Türkiye, Bartın’daki Amasra ilçesindeki Türkiye Taşkömürü Kurumu (TTK) Amasra Kurumuna ait maden ocağında yaşanan patlama ile sarsıldı.
Patlamada 41 madenci şehit oldu.
Yaşanan fasianın akabinde gözü yaşlı aileler kaldı.
Patmalada 31 yaşında ömrünü yitiren emekçi Suat Demirkıran’nın ailesi de onlardan biri.
Oğlunun ayakkabılarını elinden bırakmıyor
Demirkıran’ın annesi Minire Demirkıran, oğlunun ayakkabılarını elinden bırakmıyor.
Maden işçisinin 72 yaşındaki annesi Minire Demirkıran, AA muhabirine, oğluyla en son pazartesi günü konuştuklarını söyledi.
Oğlunun cuma akşam vardiyasına gittiğini anlatan anne Demirkan, “İşe gitti, akşam acı haber geldi. Ablası aradı. ‘Ne oldu kızım?’ dedim. Sesinden anladım zati. ‘Ne oldu?’ diye bağırdım. ‘Anne ocakta patlama olmuş.’ dedi. Ben kendimi kaybettim. Vardiyasını biliyordum ya. Sonra ne yaptım bilmiyorum. Atlayıp gittik Amasra’ya.” diye konuştu.
Babası da meslek hastalığından hayatını kaybetti
Oğlunun ayakkabılarını elinden bırakmayan anne Demirkan, eşinin de madenci olduğunu ve meslek hastalığından hayatını yitirdiğini belirterek, “Ben çocuklarıma annelik ve babalık yaptım. Benim oğlum güle güle gitti, orada da güle güle dursun. Evlenme hayalleri vardı. Kız arkadaşıyla kendi ortalarında şu saatte buluşalım, evlenmek için görüşelim diye konuşmuşlar.
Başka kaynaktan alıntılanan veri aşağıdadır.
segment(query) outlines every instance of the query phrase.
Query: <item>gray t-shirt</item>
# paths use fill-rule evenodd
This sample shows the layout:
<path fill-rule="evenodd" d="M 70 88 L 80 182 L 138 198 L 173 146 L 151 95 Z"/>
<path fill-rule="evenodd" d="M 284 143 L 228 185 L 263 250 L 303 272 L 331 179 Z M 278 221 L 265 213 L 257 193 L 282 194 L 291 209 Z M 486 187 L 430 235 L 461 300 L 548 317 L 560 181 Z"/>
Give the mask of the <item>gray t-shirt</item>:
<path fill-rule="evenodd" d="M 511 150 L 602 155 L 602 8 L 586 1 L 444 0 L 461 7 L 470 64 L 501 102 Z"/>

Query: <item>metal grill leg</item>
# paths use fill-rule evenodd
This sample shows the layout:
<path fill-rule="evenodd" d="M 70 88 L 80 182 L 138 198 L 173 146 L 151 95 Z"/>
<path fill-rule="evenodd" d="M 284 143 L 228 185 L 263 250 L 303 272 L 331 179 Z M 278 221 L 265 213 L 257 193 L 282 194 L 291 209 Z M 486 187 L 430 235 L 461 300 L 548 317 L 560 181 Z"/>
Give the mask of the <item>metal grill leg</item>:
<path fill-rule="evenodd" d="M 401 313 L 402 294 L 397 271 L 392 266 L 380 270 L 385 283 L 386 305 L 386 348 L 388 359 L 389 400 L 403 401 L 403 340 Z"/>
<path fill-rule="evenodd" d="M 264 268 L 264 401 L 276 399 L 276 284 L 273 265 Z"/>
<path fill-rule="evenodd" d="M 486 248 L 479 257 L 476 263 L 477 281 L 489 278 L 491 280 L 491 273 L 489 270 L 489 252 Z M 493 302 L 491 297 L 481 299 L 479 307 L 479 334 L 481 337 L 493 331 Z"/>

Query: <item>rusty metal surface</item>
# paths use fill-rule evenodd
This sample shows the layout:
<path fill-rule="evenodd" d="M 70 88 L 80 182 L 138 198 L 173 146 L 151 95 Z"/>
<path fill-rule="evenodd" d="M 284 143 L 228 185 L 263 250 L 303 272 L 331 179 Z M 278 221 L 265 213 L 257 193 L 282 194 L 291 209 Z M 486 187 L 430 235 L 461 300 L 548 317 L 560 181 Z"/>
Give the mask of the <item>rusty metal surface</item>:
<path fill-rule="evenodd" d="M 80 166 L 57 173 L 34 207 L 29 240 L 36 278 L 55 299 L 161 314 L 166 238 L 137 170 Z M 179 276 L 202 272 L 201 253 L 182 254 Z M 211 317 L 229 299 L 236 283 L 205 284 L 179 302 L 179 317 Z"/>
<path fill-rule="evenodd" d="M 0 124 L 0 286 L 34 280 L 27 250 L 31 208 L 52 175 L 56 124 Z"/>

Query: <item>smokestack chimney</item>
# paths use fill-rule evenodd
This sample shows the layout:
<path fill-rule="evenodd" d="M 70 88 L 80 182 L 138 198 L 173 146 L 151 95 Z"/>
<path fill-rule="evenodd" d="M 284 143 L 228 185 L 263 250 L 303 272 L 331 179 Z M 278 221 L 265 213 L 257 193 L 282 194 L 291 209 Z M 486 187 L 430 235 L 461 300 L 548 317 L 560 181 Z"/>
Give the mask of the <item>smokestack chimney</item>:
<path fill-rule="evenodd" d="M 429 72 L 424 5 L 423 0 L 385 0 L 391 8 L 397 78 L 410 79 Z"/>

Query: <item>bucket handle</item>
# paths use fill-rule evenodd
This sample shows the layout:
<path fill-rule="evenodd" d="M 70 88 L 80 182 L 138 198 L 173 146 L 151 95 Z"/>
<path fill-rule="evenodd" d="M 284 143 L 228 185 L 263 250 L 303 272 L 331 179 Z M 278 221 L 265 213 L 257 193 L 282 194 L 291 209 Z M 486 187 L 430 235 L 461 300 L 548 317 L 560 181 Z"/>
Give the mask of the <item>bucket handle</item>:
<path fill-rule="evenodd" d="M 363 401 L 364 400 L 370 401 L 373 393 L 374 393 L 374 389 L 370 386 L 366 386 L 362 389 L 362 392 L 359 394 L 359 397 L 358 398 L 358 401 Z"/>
O saat ileriye vurdu. Buluşamadı yavrum. Meskenini, otomobilini aldı, Allah işini verdi, nasip olmadı. Yaşamadı, yaşayamadı, gün göremedi yavrum. Can dayanır mı buna.” tabirlerini kullandı.
“Karıncayı bile incitmeyen birisiydi”
Ağabey Murat Demirkıran da kardeşiyle en son bir gün evvel görüştüğünü ve kendisiyle her gün haberleştiğini aktardı.
Kız kardeşini aradığını ve ses tonunun âlâ gelmediğini anlatan Demirkıran, “Bir şey mi oldu?’ diye sordum. Bana ‘Ağabey ocakta patlama olmuş. Suat tıpkı vardiyada.’ dedi. Esasen o anda başımdan vurulmuşa döndüm. Çabucak İstanbul’dan yola çıktım, buraya geldim.” dedi.
“Aklımızın onda kalacağı bir şey demezdi bize”
Demirkıran, sabah 5 üzere kardeşinin vefat haberinin verildiğini belirterek, şöyle devam etti:
“Onu her aradığımda, ‘Birader buraya gezmeye gel.’ diyordu. Ben de ona ‘Annemi de al buraya gel.’ diyordum. Olmadı, nasip olmadı. Her fırsatta işiyle ilgili sorular sorardım, kardeşim bizim üzüleceğimiz, aklımızın kalacağı hiçbir şeyi anlatmazdı bize. Bazen yoruldum sıkıntısı lakin aklımızın onda kalacağı bir şey demezdi bize.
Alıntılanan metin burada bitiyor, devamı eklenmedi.